Então segui para a exposição Imaterialidade. “A canção de amor, o brinquedo da infância e a fotografia (...) guardam sob (ou sobre) sua constituição as tessituras imateriais que apreendemos do vivido. Ao tomá-los como guias dos baús de nossas lembranças, podemos perceber que habitamos duas dimensões que se entrecruzam: de um lado, a constelação das sensações que nos vinculam aos acontecimento e, de outro, o universo de elementos concebidos como formas e meios de pensar, registrar ou reviver esses mesmos vínculos.” Foi o que escreveu Danilo Santos de Miranda, Diretor Regional do Sesc São Paulo, no catálogo da exposição.

Isso, é na vertical mesmo

É um quadrado físico?

Você passaria direto correndo?



A imaterialidade, real ou não real?, o que é real? Nossa mente acredita no que vê e sente com todos os sentidos. A mostra usa sons, cores, formas, luzes e vento (sim, vento) para falar da ausência da matéria, que não significa não existir. É mais do que existir.

Aí deu fome. Subi ao terceiro andar, onde tem uma comedoria com móveis de madeira e uma área externa de encantar qualquer mortal. Sem querer, fui levada a esse local bem na hora do pôr do sol. Um céu rosa, amarelo, abóbora, azul e vermelho tomou comigo um chocolate quente grande e um pão de queijo. Questionei o fato de dizermos “o Sol está indo embora” se, na verdade, é a Terra que gira... Então fiquei olhando ela girar, nem tão lenta e nem tão rápida, modificando as cores e as formas a cada minuto, mostrando que mudamos a cada momento. Já cantava Lulu Santos: “tudo muda o tempo todo no mundo”.



Não fiz sobreposição de imagens. É apenas o que vi...

Tirei fotos e fui enviando para minha família via WhatsApp. Quando eu estava no banheiro, meu pai respondeu com uma música para ser ouvida enquanto vê as minhas fotos. Peguei meu fone, coloquei no último volume e voltei lá para a varanda, para juntar o ver com o ouvir. A música Get Here, com a Oleta Adams, combinou perfeitamente. Ouvi umas duas ou três vezes olhando o céu tão belo quanto mutável.


Em cada canto do Sesc que eu ia, via um novo ângulo para fotografar. E tudo isso foi me preenchendo com uma sensação de presença. Eu queria estar naquele lugar olhando aquilo, ouvindo aquilo, sentindo aquilo. Que vontade de respirar fundo.
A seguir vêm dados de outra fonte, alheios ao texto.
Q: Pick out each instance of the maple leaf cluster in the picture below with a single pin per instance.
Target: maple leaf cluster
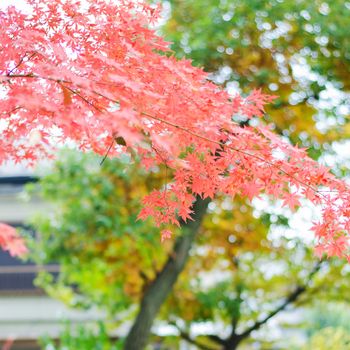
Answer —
(95, 72)
(11, 241)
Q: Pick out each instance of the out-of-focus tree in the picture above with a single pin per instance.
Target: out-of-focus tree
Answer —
(238, 277)
(328, 326)
(298, 50)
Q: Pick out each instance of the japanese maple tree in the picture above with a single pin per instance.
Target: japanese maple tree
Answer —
(96, 73)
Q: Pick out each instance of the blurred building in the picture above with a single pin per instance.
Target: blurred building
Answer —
(26, 313)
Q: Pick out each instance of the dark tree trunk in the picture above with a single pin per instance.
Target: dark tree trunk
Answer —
(162, 285)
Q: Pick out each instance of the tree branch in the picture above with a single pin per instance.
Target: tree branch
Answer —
(184, 335)
(159, 289)
(291, 298)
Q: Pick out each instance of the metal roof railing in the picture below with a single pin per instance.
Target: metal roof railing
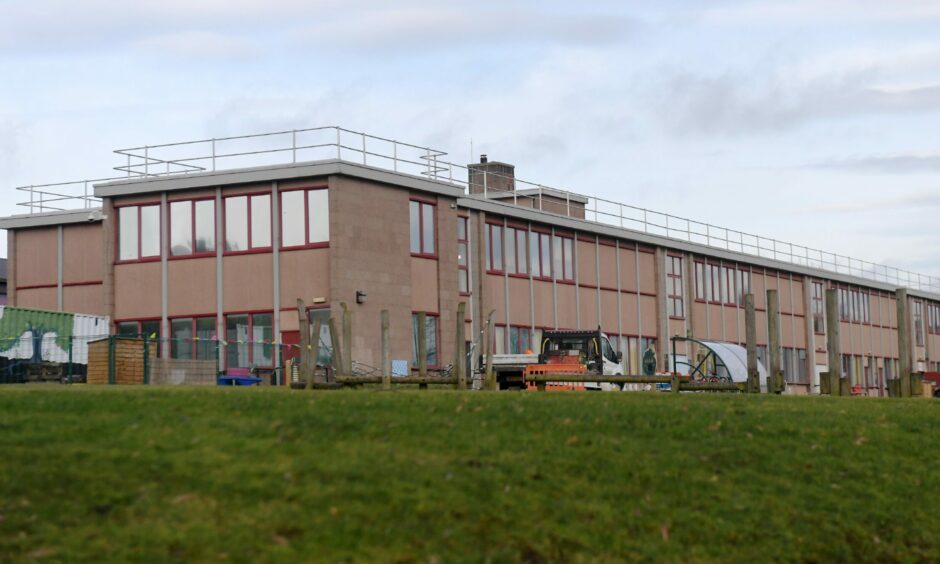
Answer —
(321, 143)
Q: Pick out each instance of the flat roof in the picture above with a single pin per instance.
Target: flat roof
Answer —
(496, 205)
(46, 219)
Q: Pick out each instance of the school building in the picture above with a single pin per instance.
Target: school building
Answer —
(218, 244)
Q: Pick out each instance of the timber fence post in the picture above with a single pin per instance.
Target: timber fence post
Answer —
(347, 339)
(337, 359)
(313, 352)
(460, 348)
(750, 331)
(832, 342)
(304, 324)
(490, 379)
(386, 353)
(422, 348)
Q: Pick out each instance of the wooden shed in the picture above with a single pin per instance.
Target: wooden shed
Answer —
(120, 360)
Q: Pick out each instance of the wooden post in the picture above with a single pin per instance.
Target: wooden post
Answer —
(750, 334)
(313, 352)
(773, 343)
(303, 322)
(347, 339)
(833, 346)
(904, 343)
(338, 365)
(386, 353)
(422, 348)
(460, 348)
(489, 381)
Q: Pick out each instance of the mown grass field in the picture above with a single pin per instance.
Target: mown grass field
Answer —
(272, 475)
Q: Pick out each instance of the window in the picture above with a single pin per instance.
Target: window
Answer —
(494, 247)
(818, 299)
(127, 328)
(918, 323)
(674, 304)
(463, 261)
(540, 252)
(520, 340)
(563, 256)
(516, 251)
(247, 222)
(499, 337)
(721, 284)
(192, 227)
(933, 319)
(854, 305)
(149, 329)
(193, 338)
(744, 286)
(325, 353)
(430, 338)
(794, 365)
(422, 228)
(305, 218)
(249, 340)
(138, 232)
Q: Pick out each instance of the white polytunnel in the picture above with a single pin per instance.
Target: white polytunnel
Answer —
(734, 357)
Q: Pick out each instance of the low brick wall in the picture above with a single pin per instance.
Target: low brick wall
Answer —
(170, 371)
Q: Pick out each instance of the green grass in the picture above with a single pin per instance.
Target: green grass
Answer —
(272, 475)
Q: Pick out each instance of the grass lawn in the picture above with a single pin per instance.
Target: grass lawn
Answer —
(273, 475)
Desci para ir embora, olhei para a piscina, com aqueles lindos azulejos azuis (como se “azulejos azuis” fosse pleonasmo), combinando com aquele céu, começando a ficar escuro. Ouvi uma música na Cafeteria. Era a passagem de som da galera que ia tocar às 21h30, pela Edição Norte e Nordeste do Guitarras Brasileiras. O show seria do Pepeu Gomes, Robertinho de Recife e Felipe Cordeiro, mas eu já estava cansada. O pouco que ouvi, sentada ao redor da fonte, perto das árvores cuidadosamente identificadas e iluminadas, foi incrível, principalmente por ser instrumental. Ao fundo, uma grande instalação em formato de ondas, com bolas dentro, fechadas por redes, convidava quem quisesse tentar passar as bolas de uma onda para outra, apenas usando as mãos. Quer coisa mais simples? E divertida?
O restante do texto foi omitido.